ONE hundred thousand households in Wales have no money left – even for food – after paying bills, polling for Citizens Advice Cymru has shown.
The figure works out at eight per cent of Welsh households living on a ‘negative budget’ – left without cash for food and other costs after paying for housing and other recurring bills.
The polling has been prepared on behalf of the advice charity and is due to be presented to Welsh employers at event on Thursday, hosted by Business in the Community, to discuss the rising cost-of-living.
The poll also shows that 33 per cent of people in Wales anticipate needing to cut down or stop their spending on costs such as broadband in the next six months which will limit their access to services, from banking to education and may impact their ability to manage their budgets.
Citizens Advice says since March it has helped more than 2,000 people in Wales access fuel vouchers and 7,700 people with food bank referrals.
It warns household costs are likely to rise further as in October the energy price cap is predicted to rise again to £3,244 for an average annual household bill.
Luke Young, head of policy and campaigns, for Citizens Advice Cymru said: “Many households are barely making it to payday with enough left for essentials. Record numbers are accessing our services for food and fuel crisis support.
“We cannot lose sight of the potential damage lack of access to mobile and broadband services could cause. Access to the internet is crucial for so much in everyday life. It’s used to help buy food, manage bills, book appointments, and help children with their learning. It is a modern day essential.
“Our new research shows that for some people disconnecting broadband and mobile is one way to reduce costs.
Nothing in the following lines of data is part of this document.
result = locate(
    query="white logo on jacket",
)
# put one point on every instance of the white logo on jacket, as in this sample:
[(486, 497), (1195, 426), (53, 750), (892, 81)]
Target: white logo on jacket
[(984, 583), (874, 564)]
We have real concerns it will cut off access to important online advice, banking and public services. This is no time for people to be isolated from the world. We must do what we can to ensure access to advice and support services – public-facing businesses have an important role to play.”
Sue Husband, director of Business in the Community Cymru, said: “The cost of living crisis affects everyone, but we know that some communities face harder pressures than others, particularly as rising costs have pushed many working people into poverty.
“No household should have to worry about whether they can pay their bills or put food on the table. Together with partners like Citizens Advice Cymru, we are striving to find solutions to this crisis by working with Welsh businesses, local authorities and voluntary organisations to support those who are suffering most at this time.”
The survey of 6,000 adults in the UK, with a boosted sample of 517 adults in Wales, was conducted by ICM Unlimited between May 27 and June 17 this year.